Quand nous parlons de migrants nous ne faisons pas la distinction et ces citoyens français, qui sont citoyens français par acquisition, mais pas obligatoirement, nous les traitons en bloc avec les autres, or d’un simple point de vue républicain ça devrait être absolument proscrit. C’est encore plus extraordinaire quand il s’agit comme on le dit des gens « issus de l’immigration » et qui sont nés ici. Ils sont citoyens français : qu’est ce qu’on a besoin de leur imposer une sorte de marque qui les assimile aux migrants ?

Notre discours même est biaisé dans cette affaire. Je suis en train de lire avec passion un ouvrage de Victor Klemperer La langue du Troisième Reich4, que j’aurais dû lire depuis longtemps. Nous avons, je crois, des mécanismes d’euphémisation du même genre dans notre discours. Un terme que je n’aime pas du tout et que j’entends beaucoup trop souvent c’est celui de flux migratoire. Le « flux migratoire », c’est le type même de cet euphémisme abstrait qui nous permet d’oublier qu’il s’agit d’hommes, de femmes et d’enfants et que le « contrôle des flux migratoires » c’est des fils de fer barbelés, c’est des expulsions, c’est des gardes-côtes qui coulent des embarcations, etc. Nous avons là une sorte de langage technocratique et abstrait qui à beaucoup d’égard rappelle la langue du Troisième Reich telle qu’elle est décrite par Klemperer. Je ne veux pas faire de rapprochement abusif, mais les mécanismes linguistiques sont très proches les uns des autres.

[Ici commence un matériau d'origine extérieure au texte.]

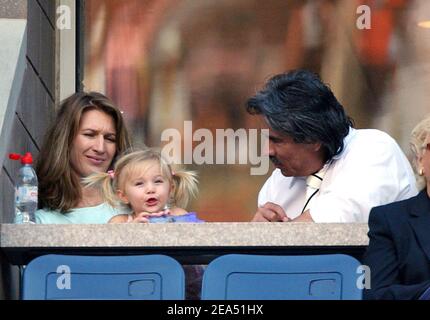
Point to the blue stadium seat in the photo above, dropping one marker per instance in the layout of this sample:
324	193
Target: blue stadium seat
255	277
145	277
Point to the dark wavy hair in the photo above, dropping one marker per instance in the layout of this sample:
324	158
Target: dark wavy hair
301	106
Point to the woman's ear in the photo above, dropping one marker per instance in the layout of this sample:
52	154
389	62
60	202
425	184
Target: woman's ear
121	195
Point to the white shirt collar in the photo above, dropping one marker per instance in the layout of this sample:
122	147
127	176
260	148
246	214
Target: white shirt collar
346	141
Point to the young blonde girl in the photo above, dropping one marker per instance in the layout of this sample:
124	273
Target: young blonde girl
146	183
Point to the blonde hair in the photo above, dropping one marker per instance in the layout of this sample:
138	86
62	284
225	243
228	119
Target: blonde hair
420	136
59	188
184	182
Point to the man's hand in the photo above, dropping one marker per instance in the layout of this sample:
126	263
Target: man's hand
270	212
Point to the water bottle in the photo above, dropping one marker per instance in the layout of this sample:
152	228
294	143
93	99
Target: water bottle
25	190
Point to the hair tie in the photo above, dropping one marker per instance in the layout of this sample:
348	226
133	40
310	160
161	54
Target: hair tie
111	173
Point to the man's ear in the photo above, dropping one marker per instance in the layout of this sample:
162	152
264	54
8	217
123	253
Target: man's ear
121	195
317	146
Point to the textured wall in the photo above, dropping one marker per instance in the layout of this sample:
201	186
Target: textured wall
32	112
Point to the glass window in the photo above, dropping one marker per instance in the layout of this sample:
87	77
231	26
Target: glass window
168	61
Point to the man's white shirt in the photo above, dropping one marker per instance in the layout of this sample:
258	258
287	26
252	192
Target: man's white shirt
371	170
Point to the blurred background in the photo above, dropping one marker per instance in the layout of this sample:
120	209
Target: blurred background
167	61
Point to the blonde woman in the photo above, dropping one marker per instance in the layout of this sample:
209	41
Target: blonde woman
145	183
399	249
86	135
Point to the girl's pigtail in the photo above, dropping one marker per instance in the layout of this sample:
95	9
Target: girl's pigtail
104	182
185	187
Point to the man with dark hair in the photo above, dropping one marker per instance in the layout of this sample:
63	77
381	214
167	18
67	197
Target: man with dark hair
326	171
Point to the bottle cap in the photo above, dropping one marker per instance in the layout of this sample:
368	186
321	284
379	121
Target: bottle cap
26	159
14	156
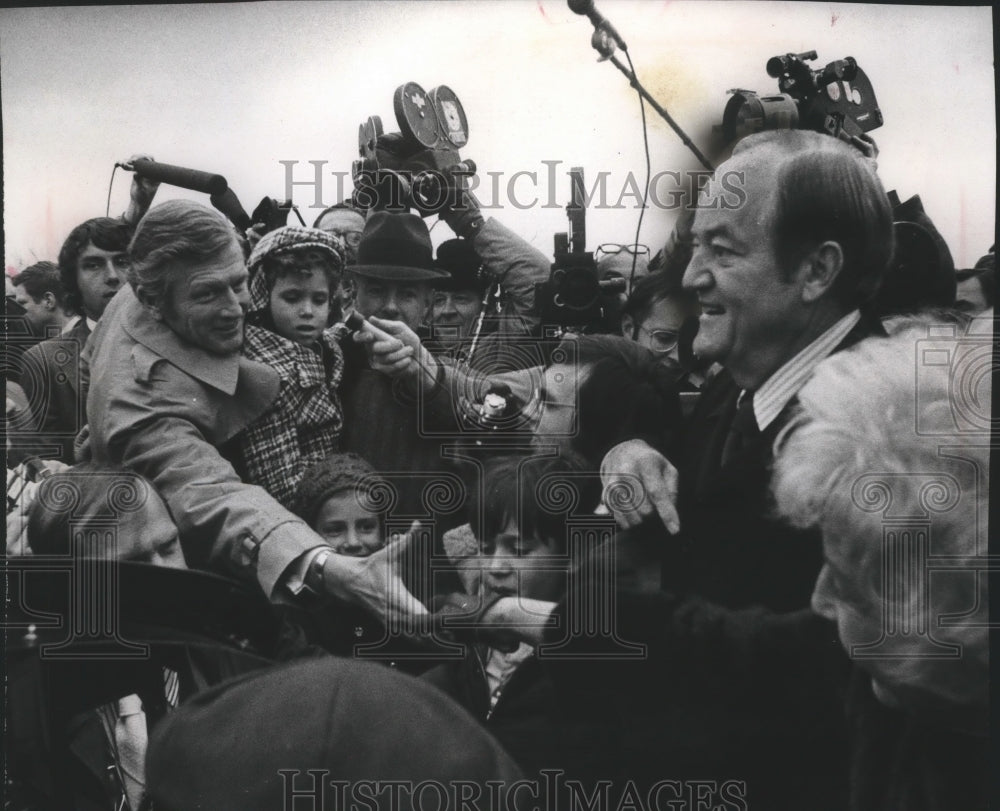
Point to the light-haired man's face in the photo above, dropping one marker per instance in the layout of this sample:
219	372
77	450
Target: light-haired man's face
208	302
39	312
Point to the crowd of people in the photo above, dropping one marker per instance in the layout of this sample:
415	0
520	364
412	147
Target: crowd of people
726	553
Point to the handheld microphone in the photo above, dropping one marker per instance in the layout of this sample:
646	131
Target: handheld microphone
599	21
179	176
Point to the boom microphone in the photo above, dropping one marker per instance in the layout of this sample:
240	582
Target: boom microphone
600	22
180	176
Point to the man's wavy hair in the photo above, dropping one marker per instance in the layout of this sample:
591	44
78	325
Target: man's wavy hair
104	233
828	192
172	234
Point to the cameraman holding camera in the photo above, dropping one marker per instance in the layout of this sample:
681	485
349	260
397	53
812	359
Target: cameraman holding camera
486	257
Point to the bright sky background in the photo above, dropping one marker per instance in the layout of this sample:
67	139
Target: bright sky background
235	88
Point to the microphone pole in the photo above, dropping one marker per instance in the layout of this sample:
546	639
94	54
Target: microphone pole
632	80
605	40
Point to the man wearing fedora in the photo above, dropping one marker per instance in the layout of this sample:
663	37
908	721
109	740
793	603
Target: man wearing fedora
393	280
495	262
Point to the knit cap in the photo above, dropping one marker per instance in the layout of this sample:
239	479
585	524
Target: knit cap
297	237
336	473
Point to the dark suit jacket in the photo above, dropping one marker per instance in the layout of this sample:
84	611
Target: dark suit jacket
50	377
731	550
742	682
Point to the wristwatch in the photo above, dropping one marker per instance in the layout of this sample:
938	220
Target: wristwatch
314	574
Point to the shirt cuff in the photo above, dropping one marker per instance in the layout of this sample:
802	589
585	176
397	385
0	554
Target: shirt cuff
295	576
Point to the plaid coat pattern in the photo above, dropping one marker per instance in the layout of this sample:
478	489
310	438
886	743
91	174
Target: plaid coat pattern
303	424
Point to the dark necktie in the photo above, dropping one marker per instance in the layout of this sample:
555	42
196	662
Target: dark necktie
742	430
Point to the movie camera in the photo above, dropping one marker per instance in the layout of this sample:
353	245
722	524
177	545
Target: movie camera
837	99
413	168
573	297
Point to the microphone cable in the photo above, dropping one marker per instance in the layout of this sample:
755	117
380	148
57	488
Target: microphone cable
645	188
107	208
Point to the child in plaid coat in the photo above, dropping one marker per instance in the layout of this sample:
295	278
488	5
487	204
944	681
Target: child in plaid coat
294	286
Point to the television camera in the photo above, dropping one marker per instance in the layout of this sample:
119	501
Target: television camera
413	168
838	99
573	297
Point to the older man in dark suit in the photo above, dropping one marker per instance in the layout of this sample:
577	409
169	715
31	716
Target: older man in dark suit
791	238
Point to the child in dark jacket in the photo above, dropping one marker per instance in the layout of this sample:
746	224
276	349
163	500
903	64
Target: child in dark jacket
523	518
344	499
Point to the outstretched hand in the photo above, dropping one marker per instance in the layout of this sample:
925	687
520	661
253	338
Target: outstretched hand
639	482
374	582
396	350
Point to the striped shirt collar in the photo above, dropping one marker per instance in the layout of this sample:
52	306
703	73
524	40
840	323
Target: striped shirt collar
776	392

On peut prendre d’autres exemples : le fait qu’aujourd’hui, en tout cas dans le discours français, dans la terminologie les pauvres sont remplacés par les défavorisés, les opprimés – opprimés cela signifie qu’il y a un oppresseur – sont remplacés par les exclus, formulation beaucoup plus vague5. J’insiste parce que c’est aussi une bataille que nous devons mener contre nous-mêmes pour échapper à l’emprise empoisonnée de ce discours auquel on échappe difficilement parce qu’il est parlé par les autorités, par les médias et par le pouvoir.

En France, la substitution du terme « émigré » par le terme « étranger » a des conséquences dramatiques  pour la situation française elle-même. Ne serait-ce que parce que du même coup elle constitue toute une partie des citoyens français en « étrangers ».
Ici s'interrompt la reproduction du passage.